Jaebum meraih kepala Nadine, menyibakkan rambutnya di dahi. Kedua mata manusianya yang tajam menelusuri setiap luka yang samar-samar ia ingat adalah hasil perbuatan dua kepala wujud Cerberusnya.

"Oh, tidak, tidak tidak!" Jaebum merasakan panas yang amat sangat pada kedua pelupuk matanya sambil mengangkat kepala Cupid itu, mendudukkan pada pangkuannya. Satu-satunya bagian tubuhnya yang tertutup dengan kain berbentuk celana pendek. "Nadine, Nadine!" kembali panggilnya dengan panik, merasakan dan mencari tanda-tanda kehidupan pada Cupid itu, meski Jaebum menyadari bahwa ia bukanlah Cerberus lagi. "Kumohon, bangunlah, Nadine."

Masih tak ada tanda-tanda Cupid itu akan menjawab panggilannya.

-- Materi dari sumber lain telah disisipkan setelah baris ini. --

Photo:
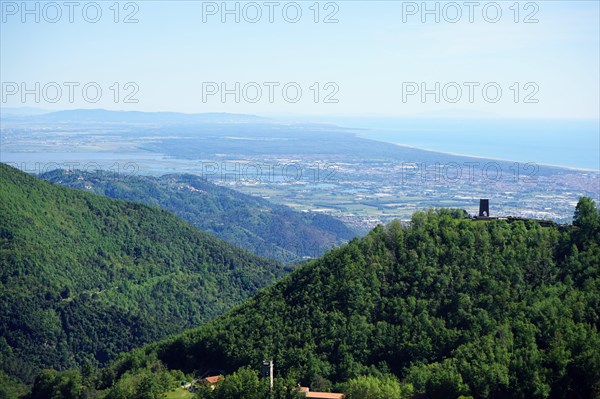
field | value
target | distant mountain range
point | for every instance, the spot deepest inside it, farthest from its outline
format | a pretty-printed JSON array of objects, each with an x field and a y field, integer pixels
[{"x": 269, "y": 230}]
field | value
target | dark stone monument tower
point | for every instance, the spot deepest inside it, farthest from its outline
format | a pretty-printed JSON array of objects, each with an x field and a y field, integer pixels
[{"x": 484, "y": 208}]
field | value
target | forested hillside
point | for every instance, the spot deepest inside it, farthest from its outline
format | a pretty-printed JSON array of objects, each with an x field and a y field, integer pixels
[
  {"x": 85, "y": 277},
  {"x": 269, "y": 230},
  {"x": 447, "y": 306}
]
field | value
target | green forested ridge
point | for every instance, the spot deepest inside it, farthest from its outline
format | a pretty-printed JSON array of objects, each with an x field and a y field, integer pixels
[
  {"x": 270, "y": 230},
  {"x": 448, "y": 306},
  {"x": 85, "y": 277}
]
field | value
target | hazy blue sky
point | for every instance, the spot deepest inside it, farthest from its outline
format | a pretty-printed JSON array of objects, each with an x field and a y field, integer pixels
[{"x": 368, "y": 54}]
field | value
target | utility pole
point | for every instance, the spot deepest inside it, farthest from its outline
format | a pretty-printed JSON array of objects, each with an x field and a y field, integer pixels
[{"x": 268, "y": 370}]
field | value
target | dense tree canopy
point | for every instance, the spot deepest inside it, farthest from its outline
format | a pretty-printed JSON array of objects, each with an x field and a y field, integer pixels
[
  {"x": 84, "y": 277},
  {"x": 451, "y": 306},
  {"x": 269, "y": 230}
]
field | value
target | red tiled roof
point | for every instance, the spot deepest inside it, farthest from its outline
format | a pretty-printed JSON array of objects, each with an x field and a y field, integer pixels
[
  {"x": 214, "y": 379},
  {"x": 324, "y": 395}
]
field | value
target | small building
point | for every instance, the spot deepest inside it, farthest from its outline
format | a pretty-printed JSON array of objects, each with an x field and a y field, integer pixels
[
  {"x": 321, "y": 395},
  {"x": 212, "y": 381}
]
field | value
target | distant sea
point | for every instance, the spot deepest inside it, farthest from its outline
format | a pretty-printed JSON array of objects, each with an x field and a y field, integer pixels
[{"x": 568, "y": 143}]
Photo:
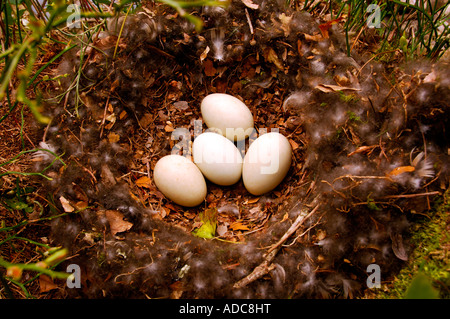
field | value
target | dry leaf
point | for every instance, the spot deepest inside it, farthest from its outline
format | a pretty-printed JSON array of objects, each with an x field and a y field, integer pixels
[
  {"x": 146, "y": 120},
  {"x": 272, "y": 57},
  {"x": 113, "y": 137},
  {"x": 204, "y": 54},
  {"x": 329, "y": 88},
  {"x": 285, "y": 23},
  {"x": 294, "y": 145},
  {"x": 169, "y": 128},
  {"x": 66, "y": 205},
  {"x": 325, "y": 27},
  {"x": 238, "y": 226},
  {"x": 362, "y": 149},
  {"x": 400, "y": 170},
  {"x": 46, "y": 283},
  {"x": 209, "y": 68},
  {"x": 250, "y": 4},
  {"x": 316, "y": 38},
  {"x": 116, "y": 222},
  {"x": 144, "y": 181}
]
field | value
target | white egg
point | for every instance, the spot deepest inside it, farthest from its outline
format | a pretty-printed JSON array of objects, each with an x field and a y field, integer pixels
[
  {"x": 266, "y": 163},
  {"x": 227, "y": 115},
  {"x": 180, "y": 180},
  {"x": 218, "y": 158}
]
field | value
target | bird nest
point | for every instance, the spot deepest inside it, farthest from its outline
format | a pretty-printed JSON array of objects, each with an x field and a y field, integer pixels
[{"x": 370, "y": 150}]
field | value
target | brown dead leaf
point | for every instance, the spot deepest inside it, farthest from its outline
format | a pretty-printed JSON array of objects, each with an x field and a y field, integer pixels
[
  {"x": 238, "y": 226},
  {"x": 400, "y": 170},
  {"x": 144, "y": 181},
  {"x": 169, "y": 128},
  {"x": 204, "y": 54},
  {"x": 46, "y": 283},
  {"x": 113, "y": 137},
  {"x": 209, "y": 68},
  {"x": 271, "y": 56},
  {"x": 285, "y": 23},
  {"x": 116, "y": 222},
  {"x": 329, "y": 88},
  {"x": 146, "y": 120},
  {"x": 362, "y": 149},
  {"x": 250, "y": 4},
  {"x": 66, "y": 205},
  {"x": 294, "y": 145},
  {"x": 315, "y": 38}
]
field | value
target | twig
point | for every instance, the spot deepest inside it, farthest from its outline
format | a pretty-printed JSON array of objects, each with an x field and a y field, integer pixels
[
  {"x": 296, "y": 225},
  {"x": 266, "y": 266},
  {"x": 412, "y": 195}
]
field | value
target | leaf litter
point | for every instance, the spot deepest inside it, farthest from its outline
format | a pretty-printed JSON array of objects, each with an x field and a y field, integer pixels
[{"x": 352, "y": 132}]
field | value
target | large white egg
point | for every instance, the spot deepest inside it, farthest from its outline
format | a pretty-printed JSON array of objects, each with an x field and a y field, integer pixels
[
  {"x": 227, "y": 115},
  {"x": 266, "y": 163},
  {"x": 180, "y": 180},
  {"x": 218, "y": 158}
]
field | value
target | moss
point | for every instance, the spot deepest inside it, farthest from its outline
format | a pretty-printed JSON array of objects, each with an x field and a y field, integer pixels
[{"x": 430, "y": 257}]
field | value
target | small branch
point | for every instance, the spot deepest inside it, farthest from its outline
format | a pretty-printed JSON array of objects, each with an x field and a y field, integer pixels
[
  {"x": 412, "y": 195},
  {"x": 266, "y": 266}
]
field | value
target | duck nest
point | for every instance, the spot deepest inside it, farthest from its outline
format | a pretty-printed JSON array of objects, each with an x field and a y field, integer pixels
[{"x": 370, "y": 151}]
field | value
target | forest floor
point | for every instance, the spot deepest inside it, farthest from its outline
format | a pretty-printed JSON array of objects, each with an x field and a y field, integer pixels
[{"x": 29, "y": 206}]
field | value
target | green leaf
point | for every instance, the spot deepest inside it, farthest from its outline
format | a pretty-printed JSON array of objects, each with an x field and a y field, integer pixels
[
  {"x": 208, "y": 228},
  {"x": 421, "y": 288}
]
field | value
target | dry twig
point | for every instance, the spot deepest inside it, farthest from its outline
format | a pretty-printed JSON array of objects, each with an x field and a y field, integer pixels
[{"x": 266, "y": 266}]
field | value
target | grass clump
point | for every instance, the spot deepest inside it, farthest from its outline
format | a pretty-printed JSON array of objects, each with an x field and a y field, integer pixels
[{"x": 428, "y": 269}]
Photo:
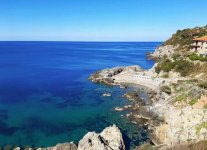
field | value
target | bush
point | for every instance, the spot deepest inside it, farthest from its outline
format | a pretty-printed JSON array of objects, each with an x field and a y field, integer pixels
[
  {"x": 203, "y": 85},
  {"x": 197, "y": 57},
  {"x": 166, "y": 89},
  {"x": 205, "y": 106},
  {"x": 184, "y": 67},
  {"x": 192, "y": 102}
]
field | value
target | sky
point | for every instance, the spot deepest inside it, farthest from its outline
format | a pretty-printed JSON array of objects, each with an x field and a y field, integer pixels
[{"x": 98, "y": 20}]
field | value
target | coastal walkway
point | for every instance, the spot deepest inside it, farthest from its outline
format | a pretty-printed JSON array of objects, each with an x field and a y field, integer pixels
[{"x": 139, "y": 79}]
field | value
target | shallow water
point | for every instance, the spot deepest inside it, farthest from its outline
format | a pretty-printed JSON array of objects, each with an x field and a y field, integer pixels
[{"x": 46, "y": 98}]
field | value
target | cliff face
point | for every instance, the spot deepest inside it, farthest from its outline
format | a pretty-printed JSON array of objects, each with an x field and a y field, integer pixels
[
  {"x": 184, "y": 38},
  {"x": 179, "y": 43}
]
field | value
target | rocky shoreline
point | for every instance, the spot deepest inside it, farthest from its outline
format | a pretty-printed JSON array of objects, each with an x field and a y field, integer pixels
[{"x": 169, "y": 120}]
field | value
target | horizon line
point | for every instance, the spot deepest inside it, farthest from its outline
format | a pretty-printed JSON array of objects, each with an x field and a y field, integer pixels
[{"x": 69, "y": 41}]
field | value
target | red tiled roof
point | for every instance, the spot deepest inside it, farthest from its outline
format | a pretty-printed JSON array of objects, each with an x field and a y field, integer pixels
[{"x": 204, "y": 38}]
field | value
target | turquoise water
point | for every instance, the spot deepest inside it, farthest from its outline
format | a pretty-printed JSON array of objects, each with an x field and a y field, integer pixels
[{"x": 46, "y": 98}]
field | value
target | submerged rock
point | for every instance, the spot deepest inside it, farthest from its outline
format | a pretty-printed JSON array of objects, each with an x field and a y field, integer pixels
[
  {"x": 106, "y": 75},
  {"x": 109, "y": 139}
]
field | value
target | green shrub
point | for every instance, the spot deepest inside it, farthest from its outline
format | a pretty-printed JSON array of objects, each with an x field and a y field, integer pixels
[
  {"x": 184, "y": 67},
  {"x": 195, "y": 56},
  {"x": 192, "y": 102},
  {"x": 203, "y": 85}
]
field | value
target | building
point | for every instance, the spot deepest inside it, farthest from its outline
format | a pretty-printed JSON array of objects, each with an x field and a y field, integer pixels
[{"x": 200, "y": 45}]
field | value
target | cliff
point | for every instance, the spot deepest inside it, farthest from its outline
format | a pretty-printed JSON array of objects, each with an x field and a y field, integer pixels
[{"x": 109, "y": 139}]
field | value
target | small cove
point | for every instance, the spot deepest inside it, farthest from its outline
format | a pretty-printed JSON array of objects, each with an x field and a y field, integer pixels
[{"x": 46, "y": 98}]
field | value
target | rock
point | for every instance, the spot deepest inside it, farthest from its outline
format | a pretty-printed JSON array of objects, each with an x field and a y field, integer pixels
[
  {"x": 109, "y": 139},
  {"x": 106, "y": 75},
  {"x": 107, "y": 94},
  {"x": 118, "y": 109},
  {"x": 64, "y": 146},
  {"x": 162, "y": 51}
]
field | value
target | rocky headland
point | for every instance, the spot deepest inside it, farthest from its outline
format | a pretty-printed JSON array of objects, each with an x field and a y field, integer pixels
[{"x": 176, "y": 85}]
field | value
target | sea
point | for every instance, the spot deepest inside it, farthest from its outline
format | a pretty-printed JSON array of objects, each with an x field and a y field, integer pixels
[{"x": 46, "y": 97}]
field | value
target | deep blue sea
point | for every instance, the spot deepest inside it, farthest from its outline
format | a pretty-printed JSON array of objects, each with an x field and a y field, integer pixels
[{"x": 46, "y": 97}]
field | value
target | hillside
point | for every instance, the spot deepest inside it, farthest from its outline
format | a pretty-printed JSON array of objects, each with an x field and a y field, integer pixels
[{"x": 184, "y": 38}]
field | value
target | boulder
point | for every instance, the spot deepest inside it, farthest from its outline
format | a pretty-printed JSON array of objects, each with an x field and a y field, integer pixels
[
  {"x": 109, "y": 139},
  {"x": 63, "y": 146}
]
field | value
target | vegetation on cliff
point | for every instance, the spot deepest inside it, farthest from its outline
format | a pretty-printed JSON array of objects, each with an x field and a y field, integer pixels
[{"x": 184, "y": 38}]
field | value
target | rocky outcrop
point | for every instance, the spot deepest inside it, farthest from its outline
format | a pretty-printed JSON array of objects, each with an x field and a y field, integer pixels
[
  {"x": 109, "y": 139},
  {"x": 106, "y": 75},
  {"x": 64, "y": 146}
]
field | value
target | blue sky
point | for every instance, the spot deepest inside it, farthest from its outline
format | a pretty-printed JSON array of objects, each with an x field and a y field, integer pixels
[{"x": 98, "y": 20}]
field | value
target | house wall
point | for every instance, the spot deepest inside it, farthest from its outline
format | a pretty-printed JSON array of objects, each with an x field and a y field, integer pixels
[{"x": 203, "y": 46}]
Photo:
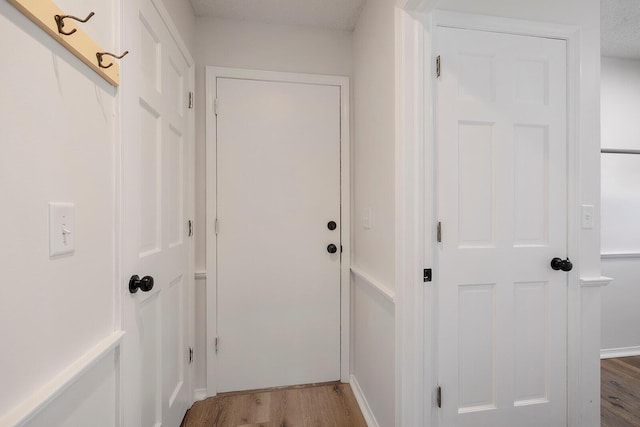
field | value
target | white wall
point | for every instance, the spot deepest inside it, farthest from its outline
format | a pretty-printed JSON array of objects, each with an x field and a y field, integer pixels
[
  {"x": 373, "y": 317},
  {"x": 184, "y": 18},
  {"x": 621, "y": 206},
  {"x": 58, "y": 127},
  {"x": 241, "y": 44}
]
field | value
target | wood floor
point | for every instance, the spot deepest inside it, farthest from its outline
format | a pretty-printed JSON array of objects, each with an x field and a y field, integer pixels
[
  {"x": 318, "y": 405},
  {"x": 620, "y": 392}
]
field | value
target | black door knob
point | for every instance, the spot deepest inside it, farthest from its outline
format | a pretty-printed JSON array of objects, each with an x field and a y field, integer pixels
[
  {"x": 561, "y": 264},
  {"x": 145, "y": 284}
]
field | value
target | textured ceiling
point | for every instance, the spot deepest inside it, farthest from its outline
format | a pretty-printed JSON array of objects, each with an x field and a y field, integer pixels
[
  {"x": 620, "y": 26},
  {"x": 330, "y": 14}
]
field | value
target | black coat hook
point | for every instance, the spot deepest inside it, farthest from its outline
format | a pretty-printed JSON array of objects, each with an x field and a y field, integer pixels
[
  {"x": 99, "y": 55},
  {"x": 60, "y": 21}
]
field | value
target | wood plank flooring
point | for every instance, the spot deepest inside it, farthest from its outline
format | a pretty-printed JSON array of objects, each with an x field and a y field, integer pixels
[
  {"x": 620, "y": 392},
  {"x": 318, "y": 405}
]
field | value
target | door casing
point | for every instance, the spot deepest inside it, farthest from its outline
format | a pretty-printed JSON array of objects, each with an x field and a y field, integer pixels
[
  {"x": 212, "y": 73},
  {"x": 416, "y": 355}
]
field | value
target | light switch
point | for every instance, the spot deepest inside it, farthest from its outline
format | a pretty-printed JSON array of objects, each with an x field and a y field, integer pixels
[
  {"x": 366, "y": 220},
  {"x": 62, "y": 229},
  {"x": 587, "y": 216}
]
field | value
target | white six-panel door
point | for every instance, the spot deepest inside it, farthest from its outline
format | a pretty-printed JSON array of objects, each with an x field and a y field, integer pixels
[
  {"x": 501, "y": 155},
  {"x": 156, "y": 154},
  {"x": 278, "y": 187}
]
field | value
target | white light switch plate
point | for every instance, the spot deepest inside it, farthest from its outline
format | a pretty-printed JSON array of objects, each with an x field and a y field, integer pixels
[
  {"x": 588, "y": 213},
  {"x": 366, "y": 220},
  {"x": 62, "y": 229}
]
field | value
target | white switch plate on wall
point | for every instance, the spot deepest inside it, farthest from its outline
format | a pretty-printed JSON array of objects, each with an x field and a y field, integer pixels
[
  {"x": 62, "y": 229},
  {"x": 366, "y": 220},
  {"x": 588, "y": 213}
]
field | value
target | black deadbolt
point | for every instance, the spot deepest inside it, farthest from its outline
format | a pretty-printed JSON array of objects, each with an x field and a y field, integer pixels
[
  {"x": 561, "y": 264},
  {"x": 145, "y": 284}
]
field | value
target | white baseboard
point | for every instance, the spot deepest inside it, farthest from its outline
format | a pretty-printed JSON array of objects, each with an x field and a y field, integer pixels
[
  {"x": 610, "y": 353},
  {"x": 362, "y": 403},
  {"x": 199, "y": 394},
  {"x": 44, "y": 397}
]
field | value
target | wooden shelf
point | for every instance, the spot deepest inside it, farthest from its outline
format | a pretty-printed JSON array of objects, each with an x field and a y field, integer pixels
[{"x": 43, "y": 12}]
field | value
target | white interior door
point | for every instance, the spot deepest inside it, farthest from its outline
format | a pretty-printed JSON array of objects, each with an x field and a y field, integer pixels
[
  {"x": 278, "y": 187},
  {"x": 156, "y": 153},
  {"x": 502, "y": 202}
]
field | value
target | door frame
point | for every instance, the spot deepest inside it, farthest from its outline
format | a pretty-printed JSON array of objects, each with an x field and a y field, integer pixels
[
  {"x": 211, "y": 74},
  {"x": 416, "y": 187}
]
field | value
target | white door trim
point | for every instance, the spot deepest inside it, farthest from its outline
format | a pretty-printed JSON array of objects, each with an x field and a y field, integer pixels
[
  {"x": 212, "y": 73},
  {"x": 415, "y": 116}
]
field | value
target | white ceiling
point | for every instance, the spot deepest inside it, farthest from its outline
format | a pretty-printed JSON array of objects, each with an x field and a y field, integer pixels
[
  {"x": 620, "y": 26},
  {"x": 329, "y": 14}
]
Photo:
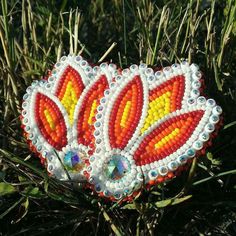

"Oh Tuhan," Jaebum kebingungan, memandang ke sekelilingnya, dan barulah ia benar-benar memperhatikan dimana ia berada pada saat ini. Entah ini ada dimana, yang jelas kondisinya tidak akan memungkinkan bagi Jaebum untuk berteriak meminta pertolongan. Ia hanya melihat padang rumput luas berbentuk bukit-bukit kecil dengan bunga-bunga liar yang cantik. "Nadine," panggil Jaebum kembali, secara insting menggosokkan tangannya yang hangat pada telapak tangan Cupid yang dingin.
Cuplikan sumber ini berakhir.